No topic has gathered more interest since the financial crisis of 2008 than the topic broadly called “tail risk management.” The term and its practice have been open to much interpretation; this phenomenon of initial confusion is not particularly different from the growing pains experienced by many other market sectors. Mutual funds, hedge funds, even ETFs at the very beginning of their life cycle operated without much uniformity or proper reference indexes. As the market for tail-hedging solutions evolves, it will become critical that the end-user at least have a framework within which to evaluate the potential and realized costs and benefits of particular practices. We believe that to add value over time, tail risk management has to be active rather than purely passive; thus, a proper benchmarking framework is not simply a luxury but a necessity. The purpose of this article is to start to lay out exactly such a framework, which we have evolved over almost a decade of implementation.
Defining A Hedge Mandate
As discussed in much detail elsewhere,1 a small set of inputs or guidelines is the natural starting point for defining a tail-hedge mandate. In our view, the minimal set consists of the following:
- Basis risk
The first step is quantifying exposures. Our analysis of the long-term history of many different types of assets shows that a small set of risk factors drives the returns of these assets. The two major secular exposures are the equity beta and the interest-rate or duration exposure. In addition, over cyclical periods, factors like liquidity, currency exposure, momentum and monetary policy also play important and significant roles. In our practice, we first try to quantify the exposures of each underlying portfolio to these key factors, both for normal and stressed periods. Interestingly, both our research and the work of others show that even very diversified portfolios exhibit similar exposures to the key risk factors, with equity beta as the dominant risk exposure.

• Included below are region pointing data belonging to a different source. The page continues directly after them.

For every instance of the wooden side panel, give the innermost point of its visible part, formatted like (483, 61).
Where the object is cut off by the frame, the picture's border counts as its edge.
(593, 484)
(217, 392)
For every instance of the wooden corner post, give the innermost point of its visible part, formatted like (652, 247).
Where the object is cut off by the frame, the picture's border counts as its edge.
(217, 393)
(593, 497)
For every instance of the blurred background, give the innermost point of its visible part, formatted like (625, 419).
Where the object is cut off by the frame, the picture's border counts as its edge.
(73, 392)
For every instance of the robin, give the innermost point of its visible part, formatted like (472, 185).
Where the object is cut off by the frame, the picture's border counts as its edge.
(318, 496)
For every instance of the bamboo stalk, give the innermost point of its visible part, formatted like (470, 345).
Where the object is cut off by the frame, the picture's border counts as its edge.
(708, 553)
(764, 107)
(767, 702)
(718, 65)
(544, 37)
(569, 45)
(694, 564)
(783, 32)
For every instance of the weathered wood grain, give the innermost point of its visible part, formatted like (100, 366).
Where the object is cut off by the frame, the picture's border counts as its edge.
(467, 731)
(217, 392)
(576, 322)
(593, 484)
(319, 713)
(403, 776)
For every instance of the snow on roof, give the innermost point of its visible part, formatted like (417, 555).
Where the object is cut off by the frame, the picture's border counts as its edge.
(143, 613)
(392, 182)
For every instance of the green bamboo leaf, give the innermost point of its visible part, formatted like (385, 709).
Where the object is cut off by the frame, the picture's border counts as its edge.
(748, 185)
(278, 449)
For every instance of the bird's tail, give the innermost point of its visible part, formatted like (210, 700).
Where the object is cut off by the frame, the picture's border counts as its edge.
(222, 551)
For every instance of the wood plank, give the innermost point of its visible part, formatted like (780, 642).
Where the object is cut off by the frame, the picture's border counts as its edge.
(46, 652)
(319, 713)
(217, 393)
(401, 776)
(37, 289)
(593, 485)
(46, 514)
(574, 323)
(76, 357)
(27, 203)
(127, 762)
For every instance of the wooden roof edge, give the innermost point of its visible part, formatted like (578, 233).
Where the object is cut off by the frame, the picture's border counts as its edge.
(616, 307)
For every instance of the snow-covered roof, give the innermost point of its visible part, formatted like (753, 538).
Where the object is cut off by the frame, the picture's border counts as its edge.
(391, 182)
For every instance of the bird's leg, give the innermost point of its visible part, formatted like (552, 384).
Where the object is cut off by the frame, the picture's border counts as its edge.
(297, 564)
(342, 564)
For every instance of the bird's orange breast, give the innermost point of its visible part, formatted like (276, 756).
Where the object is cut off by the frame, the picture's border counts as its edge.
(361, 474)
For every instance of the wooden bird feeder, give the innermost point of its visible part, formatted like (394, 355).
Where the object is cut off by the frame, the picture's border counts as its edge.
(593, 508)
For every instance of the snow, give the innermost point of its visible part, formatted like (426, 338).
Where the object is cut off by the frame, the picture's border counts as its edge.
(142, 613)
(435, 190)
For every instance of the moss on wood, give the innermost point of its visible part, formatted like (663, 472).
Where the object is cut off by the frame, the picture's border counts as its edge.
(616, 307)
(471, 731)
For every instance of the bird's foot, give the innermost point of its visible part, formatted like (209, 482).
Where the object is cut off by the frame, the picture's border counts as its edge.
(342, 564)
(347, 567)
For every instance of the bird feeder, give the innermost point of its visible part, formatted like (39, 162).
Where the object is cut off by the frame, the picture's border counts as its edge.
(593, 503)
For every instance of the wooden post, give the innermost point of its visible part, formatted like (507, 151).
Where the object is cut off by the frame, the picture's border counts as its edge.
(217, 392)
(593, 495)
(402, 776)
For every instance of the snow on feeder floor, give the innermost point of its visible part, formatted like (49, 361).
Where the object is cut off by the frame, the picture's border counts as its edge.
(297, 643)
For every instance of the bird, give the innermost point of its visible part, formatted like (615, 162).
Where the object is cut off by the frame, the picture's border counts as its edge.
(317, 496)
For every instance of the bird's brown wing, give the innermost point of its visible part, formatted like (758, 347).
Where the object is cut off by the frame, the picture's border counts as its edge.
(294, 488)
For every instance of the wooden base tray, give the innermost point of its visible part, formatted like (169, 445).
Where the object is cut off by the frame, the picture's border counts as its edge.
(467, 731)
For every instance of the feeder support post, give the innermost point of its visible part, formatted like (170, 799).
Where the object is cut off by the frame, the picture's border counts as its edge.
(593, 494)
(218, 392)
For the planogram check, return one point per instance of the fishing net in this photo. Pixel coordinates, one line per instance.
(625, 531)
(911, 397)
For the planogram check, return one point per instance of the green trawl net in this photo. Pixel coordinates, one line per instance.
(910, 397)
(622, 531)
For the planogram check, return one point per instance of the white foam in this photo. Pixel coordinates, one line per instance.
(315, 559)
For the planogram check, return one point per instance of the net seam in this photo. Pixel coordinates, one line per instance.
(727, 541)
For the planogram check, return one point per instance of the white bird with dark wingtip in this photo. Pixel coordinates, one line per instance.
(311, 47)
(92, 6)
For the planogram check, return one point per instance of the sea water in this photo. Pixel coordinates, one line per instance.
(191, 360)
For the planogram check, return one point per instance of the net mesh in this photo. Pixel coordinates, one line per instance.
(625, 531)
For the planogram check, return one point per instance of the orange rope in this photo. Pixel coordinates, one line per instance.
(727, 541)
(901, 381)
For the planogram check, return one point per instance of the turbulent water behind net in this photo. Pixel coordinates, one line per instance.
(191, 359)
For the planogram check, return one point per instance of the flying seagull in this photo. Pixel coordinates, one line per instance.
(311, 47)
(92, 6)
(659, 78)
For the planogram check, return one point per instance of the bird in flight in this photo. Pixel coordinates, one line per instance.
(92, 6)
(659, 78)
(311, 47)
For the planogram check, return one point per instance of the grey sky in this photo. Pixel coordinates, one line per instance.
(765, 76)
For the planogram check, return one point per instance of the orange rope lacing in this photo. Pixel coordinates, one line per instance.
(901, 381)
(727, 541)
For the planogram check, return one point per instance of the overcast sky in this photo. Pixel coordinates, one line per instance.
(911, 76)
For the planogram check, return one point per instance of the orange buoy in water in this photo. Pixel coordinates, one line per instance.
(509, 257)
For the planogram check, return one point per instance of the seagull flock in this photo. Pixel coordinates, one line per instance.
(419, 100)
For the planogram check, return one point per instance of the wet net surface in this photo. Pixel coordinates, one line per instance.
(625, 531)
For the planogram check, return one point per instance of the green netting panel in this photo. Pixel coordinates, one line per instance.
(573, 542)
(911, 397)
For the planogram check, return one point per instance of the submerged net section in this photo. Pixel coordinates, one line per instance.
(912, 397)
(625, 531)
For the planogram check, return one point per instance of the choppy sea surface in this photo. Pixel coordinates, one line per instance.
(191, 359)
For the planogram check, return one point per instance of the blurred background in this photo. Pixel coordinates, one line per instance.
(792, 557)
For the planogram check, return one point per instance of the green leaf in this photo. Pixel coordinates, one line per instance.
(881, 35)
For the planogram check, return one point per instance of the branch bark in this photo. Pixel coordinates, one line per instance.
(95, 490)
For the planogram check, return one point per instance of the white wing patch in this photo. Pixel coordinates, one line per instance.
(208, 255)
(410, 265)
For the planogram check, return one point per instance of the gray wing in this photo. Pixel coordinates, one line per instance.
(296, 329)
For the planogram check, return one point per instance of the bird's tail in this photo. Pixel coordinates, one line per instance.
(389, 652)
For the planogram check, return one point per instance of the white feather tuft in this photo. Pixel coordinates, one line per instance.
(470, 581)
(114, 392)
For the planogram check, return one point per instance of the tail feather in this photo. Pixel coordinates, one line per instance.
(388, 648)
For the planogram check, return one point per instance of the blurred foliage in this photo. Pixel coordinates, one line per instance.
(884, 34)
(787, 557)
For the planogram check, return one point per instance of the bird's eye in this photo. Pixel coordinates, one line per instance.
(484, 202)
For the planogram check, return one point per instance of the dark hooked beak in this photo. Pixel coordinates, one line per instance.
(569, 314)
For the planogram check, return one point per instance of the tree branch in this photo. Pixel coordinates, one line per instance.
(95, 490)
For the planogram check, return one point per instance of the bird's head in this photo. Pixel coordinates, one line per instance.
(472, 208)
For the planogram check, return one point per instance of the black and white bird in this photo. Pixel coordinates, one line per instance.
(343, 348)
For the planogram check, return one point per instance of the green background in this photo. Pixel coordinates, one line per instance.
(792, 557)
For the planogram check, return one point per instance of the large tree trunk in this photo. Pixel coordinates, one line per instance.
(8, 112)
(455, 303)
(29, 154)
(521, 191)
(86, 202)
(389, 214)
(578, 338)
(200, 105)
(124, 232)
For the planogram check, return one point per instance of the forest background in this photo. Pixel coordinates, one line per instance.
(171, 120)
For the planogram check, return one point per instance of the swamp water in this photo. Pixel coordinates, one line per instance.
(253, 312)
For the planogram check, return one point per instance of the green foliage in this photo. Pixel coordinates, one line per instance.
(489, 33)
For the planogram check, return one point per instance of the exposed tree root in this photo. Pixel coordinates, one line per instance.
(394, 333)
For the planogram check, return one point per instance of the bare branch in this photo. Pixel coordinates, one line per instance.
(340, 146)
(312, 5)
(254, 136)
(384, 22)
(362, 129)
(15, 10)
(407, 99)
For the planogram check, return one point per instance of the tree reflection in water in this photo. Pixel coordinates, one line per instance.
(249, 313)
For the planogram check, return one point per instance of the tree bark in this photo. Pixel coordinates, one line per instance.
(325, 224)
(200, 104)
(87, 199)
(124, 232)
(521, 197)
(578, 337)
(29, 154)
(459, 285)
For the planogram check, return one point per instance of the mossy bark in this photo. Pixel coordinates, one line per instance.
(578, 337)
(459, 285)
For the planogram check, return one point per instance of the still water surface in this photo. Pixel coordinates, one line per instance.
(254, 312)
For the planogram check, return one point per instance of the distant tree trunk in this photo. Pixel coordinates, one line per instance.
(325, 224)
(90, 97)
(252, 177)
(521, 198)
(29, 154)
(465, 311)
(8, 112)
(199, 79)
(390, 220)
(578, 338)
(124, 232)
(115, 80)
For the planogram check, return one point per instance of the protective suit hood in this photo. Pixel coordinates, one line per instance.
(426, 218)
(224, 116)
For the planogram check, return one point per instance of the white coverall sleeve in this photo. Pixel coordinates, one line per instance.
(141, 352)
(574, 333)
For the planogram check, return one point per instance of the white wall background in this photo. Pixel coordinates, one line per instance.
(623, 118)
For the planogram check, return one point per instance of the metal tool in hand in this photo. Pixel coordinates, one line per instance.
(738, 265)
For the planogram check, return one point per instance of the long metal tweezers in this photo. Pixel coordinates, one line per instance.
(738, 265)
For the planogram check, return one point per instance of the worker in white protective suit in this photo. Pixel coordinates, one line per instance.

The second step is to define what we have called the “attachment” level (taking a term from the reinsurance industry), which is not very different than the deductible one would have in a policy for automobile or earthquake insurance. The closer the attachment level is to the current value of the portfolio, the higher one should expect the cost of the tail risk protection. Generally, we believe that broadly diversified portfolios should have an attachment level anywhere from 10 to 15 percent below the current portfolio value.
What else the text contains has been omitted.